By Tony Wolf
Since the late 1990s I’ve been sporadically developing a philosophically rational, ecologically sound and communally festive approach to mortality, inspired by the motto memento mori ergo carpe diem – “remember death and therefore seize the day”. My interpretation of carpe diem encompasses Epicureanism as well as the perspective that a meaningful life constitutes the best we can hope for in terms of legacy.
Part of this project involves creating works of art and craft representing the thanatopositive ethos.

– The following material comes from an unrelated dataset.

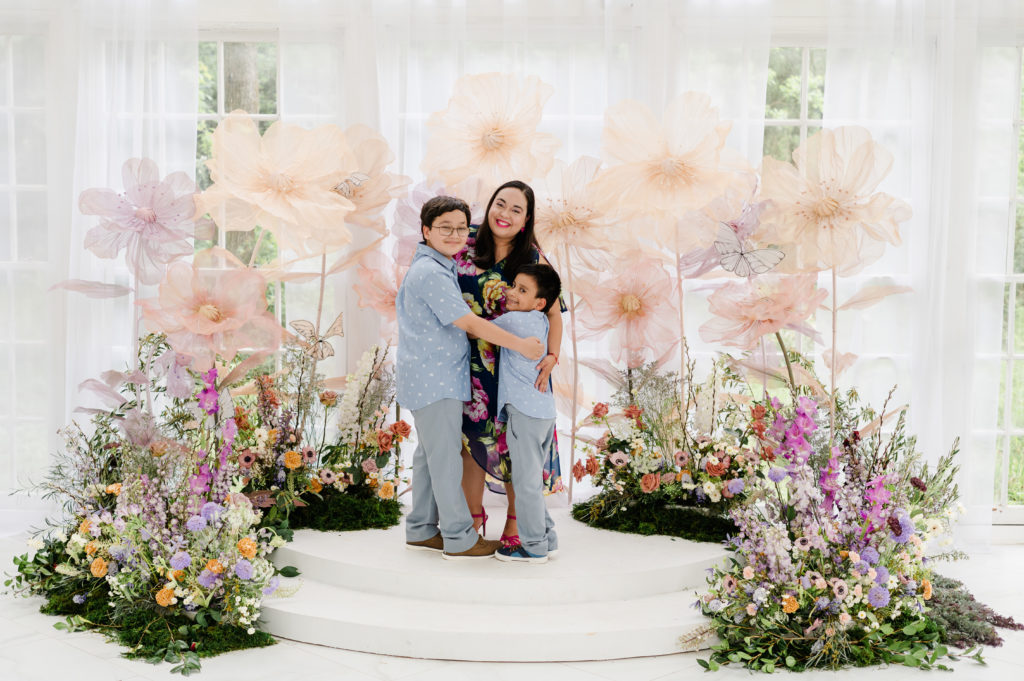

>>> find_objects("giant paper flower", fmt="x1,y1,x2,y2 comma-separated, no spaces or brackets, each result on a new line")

Marottes are the most elemental form of rod puppets, common to many cultures and time periods. In the Western tradition they’re most often associated with the figure of the court jester, whose “bauble” typically featured a miniature facsimile of a head, mounted on a wooden wand and adorned with particolored ribbons and jingling bells. A jester’s marotte was used in the exercise of their unique license to disrupt the courtly paradigm.
These flower-skull marottes represent a commingling of medieval Persian and European, pre-Colonial African and modern Mexican traditions within the gestalt of the post-1960s Western counter-culture.
The stark skulls and black ribbons, of course, teach the memento mori. The colorful flowers (made of sculpted and painted pine-cones), iridescent ribbons and brass bells symbolize the carpe diem ethos; most particularly, the notion that the soul might be usefully visualized as those aspects of one’s life that are worthy of respect and celebration after death. The wands are selected and harvested from large branches fallen from local trees, then stripped of bark, sanded and stained.
I’ve been making the marottes as a handcraft/hobby, but – trusting that it will one day be safe for people to gather again – I do intend to put them to more active use.
Until then and as always – memento mori ergo carpe diem.